Presentation 2 Response

This week’s presentations were an improvement over last weeks. We were definitely more concise this time! These presentations were more over things that we really take for granted and store as assumptions in our minds.  When you consider what the topics are (Pointing & selecting, Controls, Menus, Dialogs, Errors & Alerts), they seem extremely common sense.  Why it is necessary to break them down into thier design elements is to give us a look into what makes for good and bad design for those elements. (There are tons of variations for the different topics! It makes me feel bad for not noticing all the work someone put into choosing the perfect sound for an alert, or the perfect look for a scroll bar!)

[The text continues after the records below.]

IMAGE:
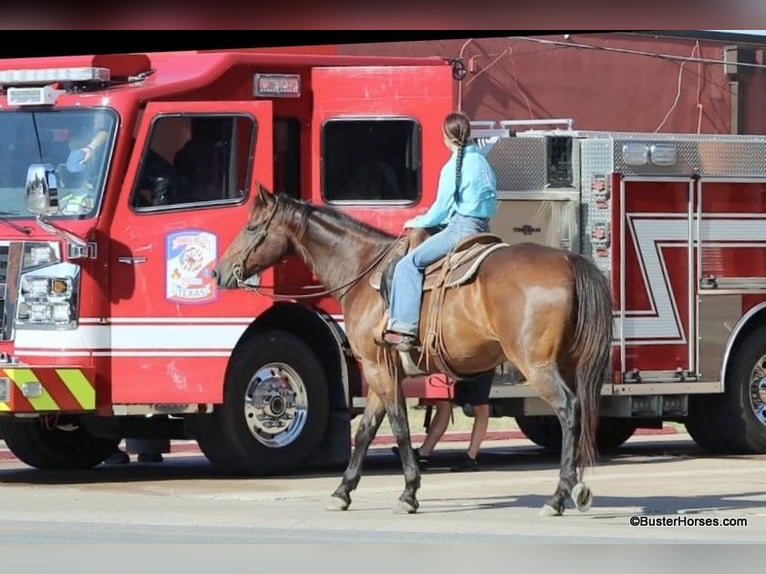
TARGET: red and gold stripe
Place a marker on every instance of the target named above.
(63, 389)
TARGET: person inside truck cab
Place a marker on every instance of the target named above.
(199, 160)
(160, 181)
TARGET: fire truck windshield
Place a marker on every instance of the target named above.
(76, 142)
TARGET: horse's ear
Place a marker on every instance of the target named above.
(263, 194)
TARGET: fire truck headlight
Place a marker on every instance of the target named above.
(37, 254)
(48, 297)
(61, 312)
(34, 286)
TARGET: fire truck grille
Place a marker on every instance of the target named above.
(4, 249)
(4, 252)
(5, 310)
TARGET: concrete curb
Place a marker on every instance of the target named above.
(502, 435)
(191, 447)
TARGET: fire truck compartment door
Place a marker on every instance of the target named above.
(655, 274)
(171, 327)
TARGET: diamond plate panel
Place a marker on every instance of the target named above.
(711, 155)
(519, 164)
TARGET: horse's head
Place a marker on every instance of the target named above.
(261, 243)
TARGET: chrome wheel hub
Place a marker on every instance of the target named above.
(276, 405)
(758, 390)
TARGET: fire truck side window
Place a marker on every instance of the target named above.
(195, 159)
(371, 160)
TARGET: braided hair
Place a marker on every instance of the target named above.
(457, 129)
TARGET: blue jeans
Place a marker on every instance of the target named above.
(407, 284)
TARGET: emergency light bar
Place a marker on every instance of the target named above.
(45, 96)
(51, 75)
(277, 85)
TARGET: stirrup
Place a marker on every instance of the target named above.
(403, 342)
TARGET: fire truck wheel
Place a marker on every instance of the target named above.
(735, 422)
(276, 408)
(545, 431)
(50, 444)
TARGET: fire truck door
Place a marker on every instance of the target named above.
(654, 272)
(193, 170)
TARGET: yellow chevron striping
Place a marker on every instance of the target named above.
(20, 377)
(80, 387)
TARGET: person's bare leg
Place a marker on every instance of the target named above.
(479, 430)
(438, 426)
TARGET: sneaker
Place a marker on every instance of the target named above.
(465, 464)
(149, 457)
(117, 457)
(422, 460)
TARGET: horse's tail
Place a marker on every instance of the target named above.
(592, 350)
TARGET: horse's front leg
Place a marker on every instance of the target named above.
(373, 415)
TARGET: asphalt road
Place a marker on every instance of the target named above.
(663, 482)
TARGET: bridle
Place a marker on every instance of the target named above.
(261, 237)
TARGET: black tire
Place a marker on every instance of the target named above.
(727, 423)
(545, 431)
(236, 438)
(60, 447)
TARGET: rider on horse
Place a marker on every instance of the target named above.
(465, 201)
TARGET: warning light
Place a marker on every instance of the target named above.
(277, 85)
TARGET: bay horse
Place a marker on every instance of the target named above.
(546, 310)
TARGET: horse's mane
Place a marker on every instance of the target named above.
(305, 209)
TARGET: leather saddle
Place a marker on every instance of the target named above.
(455, 269)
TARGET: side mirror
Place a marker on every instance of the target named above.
(42, 189)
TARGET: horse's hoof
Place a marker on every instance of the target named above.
(338, 503)
(548, 510)
(406, 507)
(582, 497)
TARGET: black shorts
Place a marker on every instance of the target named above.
(475, 390)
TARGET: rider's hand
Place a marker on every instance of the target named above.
(87, 152)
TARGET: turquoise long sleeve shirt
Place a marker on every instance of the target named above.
(478, 190)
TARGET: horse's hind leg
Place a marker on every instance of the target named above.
(554, 390)
(397, 415)
(373, 415)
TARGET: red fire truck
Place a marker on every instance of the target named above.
(125, 176)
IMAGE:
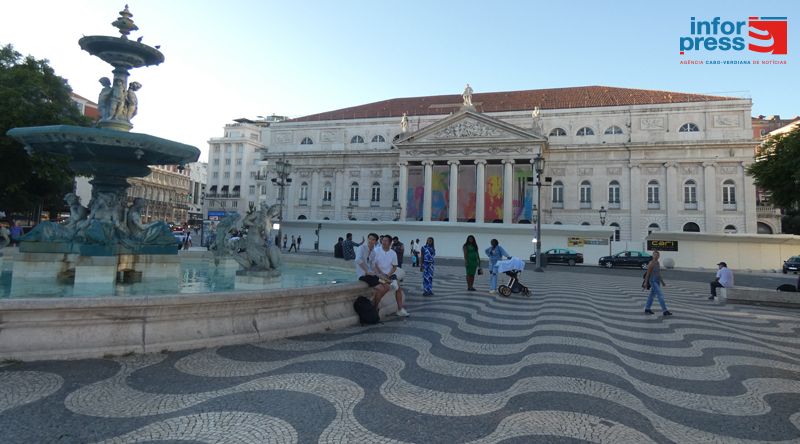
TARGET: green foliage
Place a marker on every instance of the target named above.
(31, 94)
(777, 169)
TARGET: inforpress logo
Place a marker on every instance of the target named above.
(765, 35)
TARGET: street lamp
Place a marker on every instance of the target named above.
(283, 169)
(538, 166)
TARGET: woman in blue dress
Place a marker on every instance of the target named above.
(428, 253)
(495, 253)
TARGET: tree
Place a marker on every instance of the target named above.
(31, 94)
(777, 169)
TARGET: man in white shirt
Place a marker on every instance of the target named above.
(384, 262)
(366, 272)
(724, 279)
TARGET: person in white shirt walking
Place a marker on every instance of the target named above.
(724, 279)
(384, 262)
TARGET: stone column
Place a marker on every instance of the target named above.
(673, 190)
(508, 192)
(452, 204)
(636, 200)
(428, 196)
(710, 203)
(480, 190)
(339, 194)
(314, 200)
(402, 193)
(748, 196)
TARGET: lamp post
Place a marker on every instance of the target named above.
(283, 169)
(538, 166)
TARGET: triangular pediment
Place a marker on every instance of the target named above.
(468, 126)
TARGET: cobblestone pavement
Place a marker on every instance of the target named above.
(578, 361)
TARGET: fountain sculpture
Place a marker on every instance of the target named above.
(108, 236)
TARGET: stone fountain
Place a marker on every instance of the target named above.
(107, 240)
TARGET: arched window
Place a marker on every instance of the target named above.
(653, 201)
(303, 192)
(558, 194)
(327, 192)
(729, 193)
(586, 194)
(690, 193)
(616, 230)
(376, 192)
(691, 227)
(613, 194)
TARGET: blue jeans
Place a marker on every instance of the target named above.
(655, 290)
(493, 276)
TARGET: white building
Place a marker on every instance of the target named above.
(655, 160)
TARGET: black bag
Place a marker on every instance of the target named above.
(367, 313)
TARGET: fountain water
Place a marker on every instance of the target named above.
(107, 238)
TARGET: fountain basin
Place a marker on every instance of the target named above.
(74, 328)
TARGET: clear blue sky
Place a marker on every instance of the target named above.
(233, 59)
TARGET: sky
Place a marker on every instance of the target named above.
(248, 58)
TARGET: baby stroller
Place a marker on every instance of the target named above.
(512, 267)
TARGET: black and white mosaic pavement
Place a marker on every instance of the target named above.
(577, 362)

For example, a mouse. It is used to select things by clicking on them so it doesn’t need to be extremely tech savy right? Incorrect! There is a difference in control over your clicking between a mouse with a track ball or a laser and you can preprogram commands/macros to run by clicking various buttons which means you should have more than one button. (If you’re doing more than simple clicking) Our gaming mouse has the traditional left and right click buttons, a scroll wheel that can also click, two buttons on the side that increases or decreases the sensitivity of hte mouse, two on the left side, and two on top. We don’t macro though, we just play better than other people. 😉 (Insert a back in my day we used to click to play games! joke)  But it is so much more complex then just using it to click on things!But you wouldn’t think about a mouse unless you have a real need to make your selecting better than other people’s. Or if your were doing digital painting with a mouse perhaps.

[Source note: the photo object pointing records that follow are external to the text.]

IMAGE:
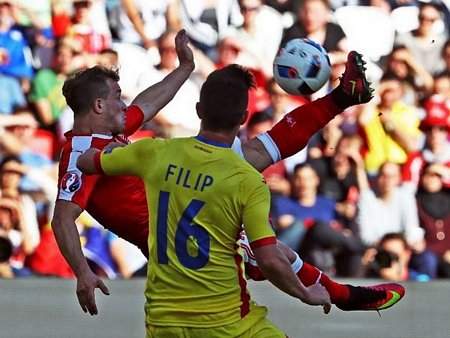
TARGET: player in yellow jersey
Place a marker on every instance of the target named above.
(199, 194)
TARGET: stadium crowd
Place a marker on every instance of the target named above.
(369, 195)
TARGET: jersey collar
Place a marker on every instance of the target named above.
(213, 143)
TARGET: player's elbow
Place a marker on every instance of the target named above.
(86, 164)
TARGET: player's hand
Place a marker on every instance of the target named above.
(115, 144)
(86, 285)
(184, 52)
(318, 295)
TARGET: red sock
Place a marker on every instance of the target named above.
(308, 275)
(293, 132)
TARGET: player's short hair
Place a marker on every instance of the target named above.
(82, 88)
(224, 97)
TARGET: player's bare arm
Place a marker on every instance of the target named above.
(256, 154)
(68, 239)
(277, 269)
(86, 162)
(155, 97)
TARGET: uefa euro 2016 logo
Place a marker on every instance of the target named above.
(71, 182)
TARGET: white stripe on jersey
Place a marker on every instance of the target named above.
(79, 145)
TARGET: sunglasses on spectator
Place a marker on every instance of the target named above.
(249, 9)
(167, 49)
(81, 4)
(427, 19)
(440, 128)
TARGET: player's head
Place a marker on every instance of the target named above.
(83, 88)
(224, 98)
(95, 97)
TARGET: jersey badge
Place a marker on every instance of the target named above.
(71, 182)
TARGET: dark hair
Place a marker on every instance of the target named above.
(304, 165)
(108, 51)
(394, 236)
(388, 76)
(259, 117)
(224, 97)
(9, 158)
(83, 87)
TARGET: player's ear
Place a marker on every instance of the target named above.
(199, 110)
(244, 117)
(97, 105)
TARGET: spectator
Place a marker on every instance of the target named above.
(313, 22)
(338, 180)
(14, 52)
(307, 224)
(12, 227)
(143, 22)
(392, 260)
(46, 93)
(433, 202)
(259, 35)
(79, 25)
(389, 127)
(11, 94)
(417, 81)
(23, 213)
(424, 43)
(446, 55)
(33, 19)
(206, 22)
(442, 84)
(229, 50)
(436, 127)
(390, 207)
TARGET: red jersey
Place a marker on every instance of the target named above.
(117, 202)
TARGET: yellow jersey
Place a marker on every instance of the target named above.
(199, 194)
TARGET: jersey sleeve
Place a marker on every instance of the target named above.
(129, 160)
(75, 187)
(135, 117)
(256, 213)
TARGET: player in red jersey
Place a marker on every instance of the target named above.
(119, 203)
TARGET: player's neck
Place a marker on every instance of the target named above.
(220, 137)
(84, 127)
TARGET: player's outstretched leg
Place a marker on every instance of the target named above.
(375, 297)
(346, 297)
(353, 88)
(292, 133)
(352, 298)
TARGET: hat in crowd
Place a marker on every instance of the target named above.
(15, 167)
(231, 42)
(71, 43)
(437, 109)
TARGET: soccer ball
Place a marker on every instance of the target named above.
(301, 67)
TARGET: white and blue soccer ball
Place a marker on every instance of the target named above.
(301, 67)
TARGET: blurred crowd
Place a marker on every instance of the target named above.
(369, 195)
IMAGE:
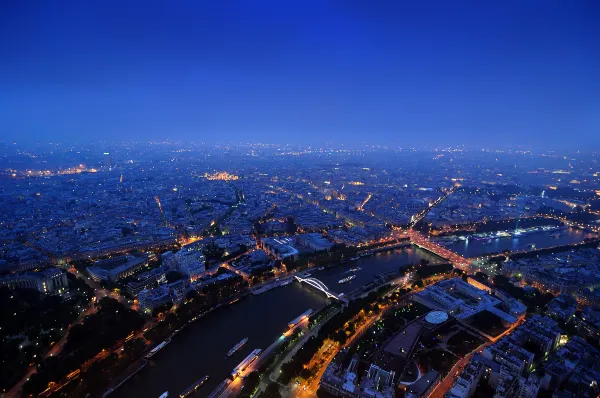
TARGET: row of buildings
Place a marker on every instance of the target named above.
(536, 356)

The real motto of all of our presentations was “People don’t think about (insert presentation topic), they just use them.”  So in order to make them better, to design them better, we must force ourselves to think about them and determine the “why'” for all of the design choices about them.

But we did much better this round! Everyone should have a cookie to celebrate! =D

I particularly enjoyed the little error song during the errors and alerts presentation.  I liked it so much I went and listened to it again, then searched for a mac version and found an iphone version instead! It’s kinda cute actually. (It uses app sounds as well so its not just the iphone itself sounds)

 

 

1 Comment

  1. All these sound very “intuitive” and “basic” until you start designing something and realize you forgot to make the mouse cursor change on mouse-over, and have contextual menus open on left rather than right-click, etc. These are the little details that we are very used to, but we need to not only recognize them, but also remember to use them when designing from scratch.